Yes, you are right. But just thought as a fun experiment. Perhaps eventually a headless setup on a Raspberry Pi. I’ll just have a look at it in a VM first.
I’ve always thought pacman could have a little more functionality, but never quite knew specifically how. What have you considered from dnf that pacman doesn’t have, but wish it did exactly?
@JKMooney If you’re curious to try the Debian Testing branch, you should try SparkyLinux.
Thanks for answering with a few options! Without letting this go to far off the topic, I will just say that having a built-in tracking history with rollback capabilities would be very impressive and convenient to say the least.
Lol if you really wanna power user distro you could be a chad LFS user lol. Seriously though, Alpine is a good distro, and even with Endeavor I do keep it on a bootable usb with persistence. You do you based on you though.
I’m perfectly happy with Arch/EOS, I don’t need at this moment anything else.
That said, I do plan on trying Gentoo on real hardware, eventually. Also, I’m curious about Void Linux. First, however, I might give Artix a try, just to get some experience with running a systemdless distro.
Me as well.
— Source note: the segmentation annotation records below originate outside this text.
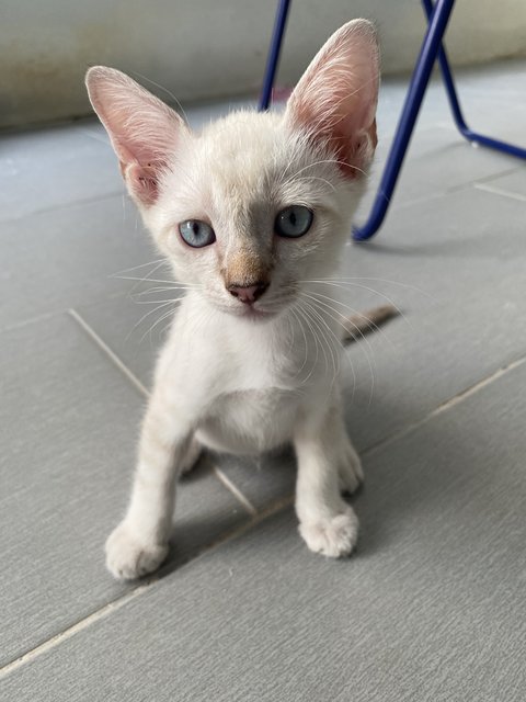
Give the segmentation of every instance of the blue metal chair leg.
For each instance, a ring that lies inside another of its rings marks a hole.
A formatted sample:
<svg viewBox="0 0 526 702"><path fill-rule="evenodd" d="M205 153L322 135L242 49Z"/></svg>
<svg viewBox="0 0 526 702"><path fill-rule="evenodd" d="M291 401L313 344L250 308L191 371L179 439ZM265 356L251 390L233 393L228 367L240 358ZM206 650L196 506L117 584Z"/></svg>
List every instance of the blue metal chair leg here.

EOS has earned it’s place on the machine I depend on. I just happen to have an old PC that I like to “tinker” with. It allows me to try a disto on bare metal as opposed to a virtual machine.
Had a “plumbing emergency” this weekend so, plans got a bit derailed. However, I have confirmed the minimal iso will work with my old Netgear USB WiFi (otherwise, I’d have had to relocate the old computer to where I have an ethernet cable). Although, upon going into the documentation in more detail this morning, it looks like all I really need from that iso is the parted utility unless I wanted to do a complete disk wipe. While that was the original plan, I’m kind of intrigued by the idea that I can use any boot iso or an existing Linux install to install Gentoo. I’ve got plenty of disk space so, I think I’ll use the existing Arch install to install Gentoo and update Grub accordingly.
Very Interesting!!! I had not heard of NixOS, just took a look & am downloading the iso to give it a testdrive. Played with Gentoo many years ago, liked it–may try it again.